BHEL's critics might say the company is not above playing the `patriotism' or `domestic employment' card in an effort to win orders from local consumers, especially in the public sector. But against this must be set the fact that equipment purchasers are not above rewriting the technical specifications to suit the overseas suppliers, and to the detriment of the public sector BHEL. The US Commerce Department study identified only a handful of sectors (a mere 15), which hold out the best prospects for export of US goods and services. Even in these, the scope for exports into India, barring that of computers and peripherals, telecommunication equipment and aircraft, the prospects are minuscule.
That India has an entrenched base of domestic players is evident from another statistic. Western investment interest is confined principally to the infrastructure and services sectors. But in hard-core manufacturing, there is little interest among overseas players. Petrochemicals is a classic case. It does seem strange that not one of the MNCs in this segment, including DuPont, Dow Chemicals, Shell, etc., seems inclined to set up a plant and wean away market share from the two domestic majors, Reliance and IPCL.
The latter should particularly seem a soft target if its public sector orientation is anything to go by. It cannot be that these MNC enterprises lack resources. Nor can they be uncertain of obtaining clearances from the Government. MNCs have gained entry even into sectors hitherto thought impossible. But they have still not evinced much interest. The conclusion, therefore, is inescapable. That they have not come into India in quite the expected numbers is simply because they find the competitive environment far too hostile.
The story is the same everywhere. MNC interest, such as there is, is largely restricted to automobiles, beverages and food processing -- sectors where the MNC penetration is suggestive not so much of their ability to vanquish domestic opponents, as of their desperation in securing volume growth in the Third World, as the demographics of the West is not conducive for achieving this in their traditional markets.
The trouble is that we tend to look at competitiveness from the point of view of exports, where India's performance, it must be said, is not outstanding. But is that the only yardstick by which capability should be measured? Why not, for instance, measure it in terms of an ability to withstand competition in the domestic market? After all, competitive capability should be able to hold its own in the battlefield of the domestic market place as it has to in foreign markets.

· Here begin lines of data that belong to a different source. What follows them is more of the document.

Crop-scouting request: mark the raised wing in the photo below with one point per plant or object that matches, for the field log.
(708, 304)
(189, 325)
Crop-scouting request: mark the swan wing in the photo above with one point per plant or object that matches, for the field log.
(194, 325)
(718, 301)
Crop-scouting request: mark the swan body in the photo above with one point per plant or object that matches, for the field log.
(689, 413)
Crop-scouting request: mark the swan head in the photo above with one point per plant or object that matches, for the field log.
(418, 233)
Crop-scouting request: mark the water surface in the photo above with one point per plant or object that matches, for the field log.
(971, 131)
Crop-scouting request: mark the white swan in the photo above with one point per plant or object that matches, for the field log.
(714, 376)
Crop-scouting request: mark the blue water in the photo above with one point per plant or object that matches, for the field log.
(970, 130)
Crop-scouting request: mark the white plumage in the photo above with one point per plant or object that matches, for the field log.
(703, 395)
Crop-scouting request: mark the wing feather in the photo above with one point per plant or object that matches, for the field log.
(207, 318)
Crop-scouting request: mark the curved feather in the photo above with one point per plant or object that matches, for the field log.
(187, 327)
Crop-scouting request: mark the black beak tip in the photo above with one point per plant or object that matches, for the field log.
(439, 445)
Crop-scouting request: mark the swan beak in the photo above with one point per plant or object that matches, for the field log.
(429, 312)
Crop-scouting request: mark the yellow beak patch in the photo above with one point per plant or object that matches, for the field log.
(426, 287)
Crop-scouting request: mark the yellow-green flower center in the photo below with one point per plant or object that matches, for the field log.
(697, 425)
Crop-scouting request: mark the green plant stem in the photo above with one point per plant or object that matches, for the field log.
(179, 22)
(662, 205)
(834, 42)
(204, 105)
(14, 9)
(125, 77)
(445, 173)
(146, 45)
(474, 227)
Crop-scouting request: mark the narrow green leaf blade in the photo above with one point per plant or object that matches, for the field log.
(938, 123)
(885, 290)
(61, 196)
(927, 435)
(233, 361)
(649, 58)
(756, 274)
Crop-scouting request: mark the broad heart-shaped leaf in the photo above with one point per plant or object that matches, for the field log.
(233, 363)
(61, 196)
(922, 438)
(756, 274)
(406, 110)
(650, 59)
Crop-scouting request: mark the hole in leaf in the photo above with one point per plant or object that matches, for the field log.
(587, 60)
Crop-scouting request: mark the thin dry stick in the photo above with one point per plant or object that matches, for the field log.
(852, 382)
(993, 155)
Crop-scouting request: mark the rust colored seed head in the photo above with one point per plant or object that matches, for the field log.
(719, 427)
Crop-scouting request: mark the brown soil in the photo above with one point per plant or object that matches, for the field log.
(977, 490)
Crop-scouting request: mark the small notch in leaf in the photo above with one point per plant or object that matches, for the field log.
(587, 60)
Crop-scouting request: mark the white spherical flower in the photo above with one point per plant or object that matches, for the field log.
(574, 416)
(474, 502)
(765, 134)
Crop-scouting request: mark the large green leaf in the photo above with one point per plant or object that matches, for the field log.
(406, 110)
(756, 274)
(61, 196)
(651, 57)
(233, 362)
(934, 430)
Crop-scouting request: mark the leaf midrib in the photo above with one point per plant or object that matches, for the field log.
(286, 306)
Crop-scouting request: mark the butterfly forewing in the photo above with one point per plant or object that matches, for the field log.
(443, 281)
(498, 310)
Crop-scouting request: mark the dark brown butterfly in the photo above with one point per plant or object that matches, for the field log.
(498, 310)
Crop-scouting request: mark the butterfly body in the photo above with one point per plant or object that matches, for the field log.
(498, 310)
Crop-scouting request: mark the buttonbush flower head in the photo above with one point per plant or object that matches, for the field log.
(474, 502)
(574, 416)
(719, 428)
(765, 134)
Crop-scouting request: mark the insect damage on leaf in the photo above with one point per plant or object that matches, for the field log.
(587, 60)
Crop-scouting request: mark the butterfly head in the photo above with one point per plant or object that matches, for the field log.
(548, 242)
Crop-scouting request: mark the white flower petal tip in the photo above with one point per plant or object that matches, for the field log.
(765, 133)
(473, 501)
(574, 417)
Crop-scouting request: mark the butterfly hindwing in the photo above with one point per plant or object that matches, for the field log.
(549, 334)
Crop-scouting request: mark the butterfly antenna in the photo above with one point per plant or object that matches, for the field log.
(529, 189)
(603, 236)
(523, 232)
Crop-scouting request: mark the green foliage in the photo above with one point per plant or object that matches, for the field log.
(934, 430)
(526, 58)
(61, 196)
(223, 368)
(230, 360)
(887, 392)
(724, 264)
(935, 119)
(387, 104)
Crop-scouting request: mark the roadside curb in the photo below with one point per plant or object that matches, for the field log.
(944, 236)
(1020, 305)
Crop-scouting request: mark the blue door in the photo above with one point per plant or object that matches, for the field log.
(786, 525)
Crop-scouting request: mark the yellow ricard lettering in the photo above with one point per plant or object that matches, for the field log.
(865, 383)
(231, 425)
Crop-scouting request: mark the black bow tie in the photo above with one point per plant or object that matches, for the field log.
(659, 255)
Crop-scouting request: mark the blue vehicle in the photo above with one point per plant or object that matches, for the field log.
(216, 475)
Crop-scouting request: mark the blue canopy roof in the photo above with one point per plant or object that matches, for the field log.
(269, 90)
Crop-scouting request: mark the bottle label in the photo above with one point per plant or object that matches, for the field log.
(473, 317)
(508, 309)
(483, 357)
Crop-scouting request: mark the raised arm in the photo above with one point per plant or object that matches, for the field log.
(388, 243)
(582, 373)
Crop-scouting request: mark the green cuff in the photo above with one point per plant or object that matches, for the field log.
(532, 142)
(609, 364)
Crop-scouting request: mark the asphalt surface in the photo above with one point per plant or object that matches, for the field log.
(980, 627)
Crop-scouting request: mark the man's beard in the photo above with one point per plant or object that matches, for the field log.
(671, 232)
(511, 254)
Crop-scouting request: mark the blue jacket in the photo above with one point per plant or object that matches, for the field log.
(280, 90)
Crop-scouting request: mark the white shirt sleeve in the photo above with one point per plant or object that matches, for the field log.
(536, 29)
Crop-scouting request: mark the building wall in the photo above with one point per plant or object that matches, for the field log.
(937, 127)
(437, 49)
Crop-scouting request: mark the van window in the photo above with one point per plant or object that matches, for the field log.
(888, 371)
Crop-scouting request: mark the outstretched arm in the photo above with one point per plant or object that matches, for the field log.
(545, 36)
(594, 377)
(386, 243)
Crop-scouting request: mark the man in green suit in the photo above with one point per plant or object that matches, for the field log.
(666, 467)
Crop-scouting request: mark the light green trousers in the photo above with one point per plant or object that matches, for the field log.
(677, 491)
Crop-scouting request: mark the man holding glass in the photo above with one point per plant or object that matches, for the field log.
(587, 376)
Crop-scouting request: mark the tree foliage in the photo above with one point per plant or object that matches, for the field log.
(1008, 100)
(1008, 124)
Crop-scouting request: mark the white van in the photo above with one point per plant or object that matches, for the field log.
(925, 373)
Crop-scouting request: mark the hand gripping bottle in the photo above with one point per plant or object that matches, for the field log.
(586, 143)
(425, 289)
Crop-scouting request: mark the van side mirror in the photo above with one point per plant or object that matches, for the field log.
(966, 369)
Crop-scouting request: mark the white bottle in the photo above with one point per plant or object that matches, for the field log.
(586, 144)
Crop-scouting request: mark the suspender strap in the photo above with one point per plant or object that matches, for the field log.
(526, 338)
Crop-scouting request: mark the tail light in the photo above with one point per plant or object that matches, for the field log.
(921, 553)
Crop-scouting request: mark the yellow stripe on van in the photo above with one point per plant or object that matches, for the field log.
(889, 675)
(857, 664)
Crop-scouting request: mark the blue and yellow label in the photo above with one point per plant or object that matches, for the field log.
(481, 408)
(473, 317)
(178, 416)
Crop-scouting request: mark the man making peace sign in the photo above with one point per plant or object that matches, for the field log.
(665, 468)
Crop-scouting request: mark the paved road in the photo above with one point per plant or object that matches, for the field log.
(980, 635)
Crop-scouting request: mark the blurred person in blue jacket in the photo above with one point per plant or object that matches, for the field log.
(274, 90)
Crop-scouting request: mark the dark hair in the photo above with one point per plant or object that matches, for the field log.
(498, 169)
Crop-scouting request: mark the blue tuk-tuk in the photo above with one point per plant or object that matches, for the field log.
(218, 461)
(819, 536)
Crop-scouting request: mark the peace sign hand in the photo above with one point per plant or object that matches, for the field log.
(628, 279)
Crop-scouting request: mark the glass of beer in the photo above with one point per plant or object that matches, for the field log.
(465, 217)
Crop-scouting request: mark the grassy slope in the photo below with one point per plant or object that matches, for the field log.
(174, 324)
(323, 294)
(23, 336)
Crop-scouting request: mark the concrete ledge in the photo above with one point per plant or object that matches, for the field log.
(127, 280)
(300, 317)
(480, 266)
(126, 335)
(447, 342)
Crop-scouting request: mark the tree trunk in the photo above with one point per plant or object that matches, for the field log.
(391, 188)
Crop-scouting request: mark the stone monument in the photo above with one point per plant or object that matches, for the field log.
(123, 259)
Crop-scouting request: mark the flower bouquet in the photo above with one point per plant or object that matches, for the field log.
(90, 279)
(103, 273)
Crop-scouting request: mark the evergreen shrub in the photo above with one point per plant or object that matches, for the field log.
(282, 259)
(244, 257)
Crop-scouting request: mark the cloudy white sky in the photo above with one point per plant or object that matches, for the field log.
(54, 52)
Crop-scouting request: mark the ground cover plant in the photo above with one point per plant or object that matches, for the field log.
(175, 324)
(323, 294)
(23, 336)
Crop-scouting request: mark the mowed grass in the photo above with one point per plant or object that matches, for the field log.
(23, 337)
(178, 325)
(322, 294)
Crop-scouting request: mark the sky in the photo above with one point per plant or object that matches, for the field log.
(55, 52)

If the measurement paradigm of competitive capability is changed, an altogether different picture of a vibrant and competitive domestic industry emerges. This is not to say that Indian industry has reached the pinnacle of competitive performance and that it has no more mountains to conquer. The contention is that the visage of Indian industry is not painted in black with just the occasional streak of silver. Rather, it is awash in silver with only the odd patch of grey.